Ask the most senior people you talk with

1. What is the executive view of this function? (especially critical information for more senior positions, helpful for all)
2. What is the function’s role within the company?
3. Current view of critical issues for the function?
4. What are the “critical few” objectives for this position in the next year?

Ask the position’s immediate supervisor

1. What are the ‘critical few’ areas right now?
2. What are the key projects linked to the strategic plan?
3. What results are expected in the first three months? first year?
How will performance be measured? What is the timetable?
4. What is the function’s role within the company? Is it effective as is?
5. Why is the position open?

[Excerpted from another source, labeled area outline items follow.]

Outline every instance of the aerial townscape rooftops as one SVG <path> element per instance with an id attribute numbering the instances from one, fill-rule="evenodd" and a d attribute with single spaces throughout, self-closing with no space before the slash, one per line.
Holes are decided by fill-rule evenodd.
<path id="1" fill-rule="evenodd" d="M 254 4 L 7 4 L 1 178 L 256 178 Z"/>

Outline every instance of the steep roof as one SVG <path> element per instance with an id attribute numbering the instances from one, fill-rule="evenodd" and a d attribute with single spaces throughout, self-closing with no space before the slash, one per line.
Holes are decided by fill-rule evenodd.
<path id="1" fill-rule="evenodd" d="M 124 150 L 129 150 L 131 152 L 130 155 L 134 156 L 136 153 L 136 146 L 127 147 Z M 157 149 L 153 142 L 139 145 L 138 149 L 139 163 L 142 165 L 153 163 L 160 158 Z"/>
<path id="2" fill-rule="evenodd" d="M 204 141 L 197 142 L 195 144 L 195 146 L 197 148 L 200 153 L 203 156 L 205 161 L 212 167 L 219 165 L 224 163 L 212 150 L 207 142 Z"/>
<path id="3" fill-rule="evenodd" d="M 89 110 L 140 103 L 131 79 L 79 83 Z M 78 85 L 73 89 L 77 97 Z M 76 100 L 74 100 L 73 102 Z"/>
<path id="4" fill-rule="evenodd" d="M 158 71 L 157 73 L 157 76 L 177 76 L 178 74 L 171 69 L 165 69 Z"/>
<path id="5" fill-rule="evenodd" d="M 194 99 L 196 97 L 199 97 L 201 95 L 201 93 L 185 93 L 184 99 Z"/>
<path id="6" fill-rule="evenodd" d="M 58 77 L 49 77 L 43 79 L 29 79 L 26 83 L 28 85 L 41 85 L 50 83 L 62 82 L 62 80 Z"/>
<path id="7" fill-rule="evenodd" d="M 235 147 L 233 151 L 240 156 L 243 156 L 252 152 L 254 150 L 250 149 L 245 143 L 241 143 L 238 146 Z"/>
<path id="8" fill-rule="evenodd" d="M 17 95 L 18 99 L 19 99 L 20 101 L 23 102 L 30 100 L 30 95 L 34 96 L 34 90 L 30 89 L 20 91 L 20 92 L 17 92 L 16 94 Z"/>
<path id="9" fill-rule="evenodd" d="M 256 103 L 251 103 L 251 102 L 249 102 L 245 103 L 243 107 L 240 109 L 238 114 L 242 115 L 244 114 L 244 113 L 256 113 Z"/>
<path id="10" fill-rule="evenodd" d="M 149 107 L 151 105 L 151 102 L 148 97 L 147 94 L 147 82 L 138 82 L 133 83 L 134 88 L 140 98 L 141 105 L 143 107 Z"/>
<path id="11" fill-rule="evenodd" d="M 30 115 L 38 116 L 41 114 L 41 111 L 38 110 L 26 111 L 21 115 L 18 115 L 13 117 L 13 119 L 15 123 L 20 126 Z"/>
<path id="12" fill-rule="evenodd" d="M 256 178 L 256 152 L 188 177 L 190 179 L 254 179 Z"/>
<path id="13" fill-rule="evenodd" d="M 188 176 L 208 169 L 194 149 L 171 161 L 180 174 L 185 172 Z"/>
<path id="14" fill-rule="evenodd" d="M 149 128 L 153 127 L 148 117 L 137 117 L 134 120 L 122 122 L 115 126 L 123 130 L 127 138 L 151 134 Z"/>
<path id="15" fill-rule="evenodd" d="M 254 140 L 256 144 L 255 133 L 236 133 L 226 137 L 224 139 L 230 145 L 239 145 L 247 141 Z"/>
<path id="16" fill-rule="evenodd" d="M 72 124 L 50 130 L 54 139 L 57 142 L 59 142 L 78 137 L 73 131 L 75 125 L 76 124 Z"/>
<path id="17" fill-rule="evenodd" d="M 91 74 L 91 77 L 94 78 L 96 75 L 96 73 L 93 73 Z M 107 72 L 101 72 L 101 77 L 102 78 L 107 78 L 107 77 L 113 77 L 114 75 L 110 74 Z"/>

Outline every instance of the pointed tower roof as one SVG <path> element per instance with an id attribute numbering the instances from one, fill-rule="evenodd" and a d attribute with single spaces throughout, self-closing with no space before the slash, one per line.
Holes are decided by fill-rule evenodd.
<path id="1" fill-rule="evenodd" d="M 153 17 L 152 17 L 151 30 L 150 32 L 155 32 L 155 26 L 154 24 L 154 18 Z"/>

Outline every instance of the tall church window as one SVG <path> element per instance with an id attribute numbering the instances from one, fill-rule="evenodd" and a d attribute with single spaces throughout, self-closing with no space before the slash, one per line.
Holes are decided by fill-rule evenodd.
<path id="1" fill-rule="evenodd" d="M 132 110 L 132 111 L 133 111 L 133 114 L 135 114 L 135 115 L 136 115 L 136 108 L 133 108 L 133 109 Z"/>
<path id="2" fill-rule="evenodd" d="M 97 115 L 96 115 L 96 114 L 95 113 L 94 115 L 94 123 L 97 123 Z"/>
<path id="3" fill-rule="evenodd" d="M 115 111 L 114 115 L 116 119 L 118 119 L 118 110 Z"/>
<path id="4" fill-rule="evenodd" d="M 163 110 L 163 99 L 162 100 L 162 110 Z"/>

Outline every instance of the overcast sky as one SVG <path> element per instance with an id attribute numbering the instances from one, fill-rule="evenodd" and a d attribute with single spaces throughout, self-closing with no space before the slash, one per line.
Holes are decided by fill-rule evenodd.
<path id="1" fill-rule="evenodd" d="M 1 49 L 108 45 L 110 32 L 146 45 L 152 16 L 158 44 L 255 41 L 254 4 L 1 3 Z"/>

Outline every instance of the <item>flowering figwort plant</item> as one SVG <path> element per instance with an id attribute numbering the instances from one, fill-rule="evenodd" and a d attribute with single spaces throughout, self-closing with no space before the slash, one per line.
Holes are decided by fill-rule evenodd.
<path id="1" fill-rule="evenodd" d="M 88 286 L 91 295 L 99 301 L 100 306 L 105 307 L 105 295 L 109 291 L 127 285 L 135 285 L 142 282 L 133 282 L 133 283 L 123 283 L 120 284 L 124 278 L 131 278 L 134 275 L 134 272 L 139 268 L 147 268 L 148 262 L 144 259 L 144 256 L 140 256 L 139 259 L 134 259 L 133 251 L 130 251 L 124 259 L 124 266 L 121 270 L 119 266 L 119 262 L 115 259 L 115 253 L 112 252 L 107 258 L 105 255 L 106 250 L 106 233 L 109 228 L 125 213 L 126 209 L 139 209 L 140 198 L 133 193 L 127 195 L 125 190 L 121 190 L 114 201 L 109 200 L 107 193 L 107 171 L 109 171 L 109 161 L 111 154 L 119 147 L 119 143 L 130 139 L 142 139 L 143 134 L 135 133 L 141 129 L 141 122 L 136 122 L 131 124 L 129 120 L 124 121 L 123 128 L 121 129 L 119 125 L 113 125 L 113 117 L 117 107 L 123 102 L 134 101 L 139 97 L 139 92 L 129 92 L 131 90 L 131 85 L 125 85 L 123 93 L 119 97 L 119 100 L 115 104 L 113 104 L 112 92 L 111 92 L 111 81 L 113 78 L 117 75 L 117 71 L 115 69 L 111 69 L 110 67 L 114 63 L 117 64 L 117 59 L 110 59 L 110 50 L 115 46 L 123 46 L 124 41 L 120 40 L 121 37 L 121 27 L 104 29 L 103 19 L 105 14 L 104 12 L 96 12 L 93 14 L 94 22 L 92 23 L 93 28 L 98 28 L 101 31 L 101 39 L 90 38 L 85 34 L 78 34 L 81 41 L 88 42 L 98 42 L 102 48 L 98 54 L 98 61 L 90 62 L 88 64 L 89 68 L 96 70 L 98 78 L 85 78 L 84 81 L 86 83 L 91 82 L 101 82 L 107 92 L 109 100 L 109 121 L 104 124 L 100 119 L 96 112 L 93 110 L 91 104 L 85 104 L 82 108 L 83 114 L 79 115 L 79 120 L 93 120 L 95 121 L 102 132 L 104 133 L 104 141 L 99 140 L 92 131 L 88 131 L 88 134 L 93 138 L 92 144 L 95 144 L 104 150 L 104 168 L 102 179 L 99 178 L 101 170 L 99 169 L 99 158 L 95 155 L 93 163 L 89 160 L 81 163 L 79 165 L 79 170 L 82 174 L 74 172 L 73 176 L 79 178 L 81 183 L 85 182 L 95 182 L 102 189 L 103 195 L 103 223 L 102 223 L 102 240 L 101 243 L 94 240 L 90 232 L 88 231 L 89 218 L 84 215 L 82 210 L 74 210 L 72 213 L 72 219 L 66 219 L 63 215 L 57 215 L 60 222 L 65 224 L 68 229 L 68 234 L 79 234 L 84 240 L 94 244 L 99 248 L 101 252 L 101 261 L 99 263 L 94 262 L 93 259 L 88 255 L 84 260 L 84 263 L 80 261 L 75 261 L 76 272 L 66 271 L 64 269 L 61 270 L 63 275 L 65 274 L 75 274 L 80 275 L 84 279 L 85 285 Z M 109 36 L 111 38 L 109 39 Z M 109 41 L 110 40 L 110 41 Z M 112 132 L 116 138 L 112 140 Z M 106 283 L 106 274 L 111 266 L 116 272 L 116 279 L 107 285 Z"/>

What happened to the previous job holder?
6. Are there any internal candidates?
7. If I asked the most recent incumbent, what would s/he say about the organization and this function?
8. If it is a new position: What led to the creation of this position?
9. What are some of the skills and abilities you see as necessary for someone to succeed in this job?
10. What specific skills do you want, which would make your life easier?
11. How would you describe the ideal candidate?
12. What challenges might I face if I took the job?
13. What improvements do you see as most critical in the function?
14. Tell me about your management style and communications preferences.
15. What is the budget and who establishes and controls it?
16. What are the next step(s) in the hiring process and the estimated timeline?

Ask everyone

1. What is the current strategy?
2. What are the critical business issues facing them?

Ask other interviewers – peers, technical experts, HR, and the hiring manager – as based on your personal goals.

1. What training or development opportunities do you offer in this role?
2. Will I be on company task forces, committees, or teams in this role?
3. What does it take to succeed here?
4. What do you like about working here?
5. How would your role interact with this position?
6. What are the values you see currently in the organization?
7. How does the organization actually work in terms of work-life balance?
8. How does the company recognize top performers?

I hope these give you some ideas to create your own list. You want to have at least 3-4 questions to ask each person you interview with. Some you may ask time and again to see whether the answers are consistent. Others may be only right for one person. Take notes about answers so you can review them later and see whether this is a role and organization where you can thrive!

Patra FramePatra Frame is ClearedJobs.Net’s HR Consultant. She is an experienced human resources executive and founder of Strategies for Human Resources. Patra is an Air Force veteran and charter member of the Women in Military Service for America Memorial. Follow Patra on Twitter @2Patra.


This entry was posted on Monday, August 29, 2011 7:30 am

2 thoughts on “Interviewing: What to Ask”

  1. This is an excellent list. I might add a couple more, designed to find out a little more about the company culture. For example, I’ve asked “What is a typical day like here?” or something similar, to find out more about hours, expectations and atmosphere. I’ve also asked questions about the ability of the job seeker to help change or improve the department or specific functions of that position. I find it helpful to know if the organization wants ideas about improvements, or just wants to plug someone into an existing role and have that person maintain the status quo.